Essa iniciativa não é uma ação meramente ambientalista. A água é o core business da empresa e, ao cuidá-la, a Sabesp gera valor para si própria, aumentando a segurança hídrica e a qualidade da água a ser tratada. Os cinturões verdes dificultam o surgimento de ocupações irregulares, impedem que lixo, pesticidas e agrotóxicos sejam arrastados para dentro das represas, reduzem o risco de enchentes, protegem a biodiversidade e melhoram a qualidade da água.

Segundo dados da própria Sabesp, o Índice de Qualidade das Águas (IQA) da Companhia Ambiental do Estado de São Paulo (Cetesb) para as águas do Sistema Cantareira apresentava valor 70 (em uma escala de 0 a 100) no ano 2000, indicando “boa qualidade”. Durante o período de 2010 a 2017, com o aumento da cobertura vegetal no entorno da represa, o índice subiu 10 pontos, passando a apresentar “ótima qualidade”, de acordo com Mara Ramos.

No Brasil, tem sido comum a sustentabilidade ganhar força somente quando os riscos aos negócios já se tornaram presentes.

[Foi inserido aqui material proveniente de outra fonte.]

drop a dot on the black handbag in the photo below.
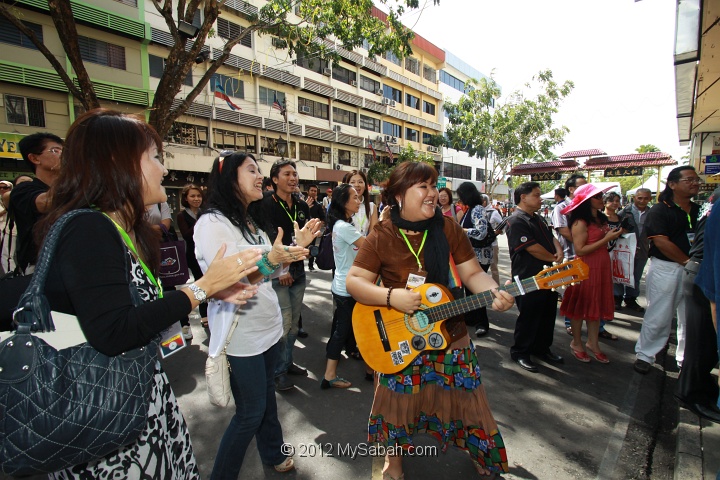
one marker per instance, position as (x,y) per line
(60,408)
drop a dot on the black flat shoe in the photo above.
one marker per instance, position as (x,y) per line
(527,364)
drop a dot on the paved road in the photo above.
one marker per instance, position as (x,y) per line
(573,421)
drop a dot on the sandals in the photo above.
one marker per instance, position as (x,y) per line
(607,335)
(337,382)
(580,355)
(286,466)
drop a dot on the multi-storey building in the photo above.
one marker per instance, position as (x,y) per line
(334,112)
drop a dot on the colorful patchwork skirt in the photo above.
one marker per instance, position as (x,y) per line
(440,393)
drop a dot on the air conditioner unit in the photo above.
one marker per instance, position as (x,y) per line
(279,42)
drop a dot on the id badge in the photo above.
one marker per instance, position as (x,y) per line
(171,340)
(416,279)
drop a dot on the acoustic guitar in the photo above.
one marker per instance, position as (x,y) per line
(390,340)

Embora a expectativa dos efeitos da mudança do clima esteja nos estudos científicos e nos noticiários há mais de uma década, para muita gente ainda é preciso ver para crer. O ano de 2015 acendeu a luz amarela (ou vermelha, para alguns) dos efeitos das adversidades climáticas, e levou as empresas, principalmente aquelas muito dependente de recursos hídricos, a pensar mais seriamente em suas relações com os ecossistemas. Foi o ano em que a natureza “falou” aos que sabem ouvir: “Precisa de mim? Então me ajuda a te ajudar”.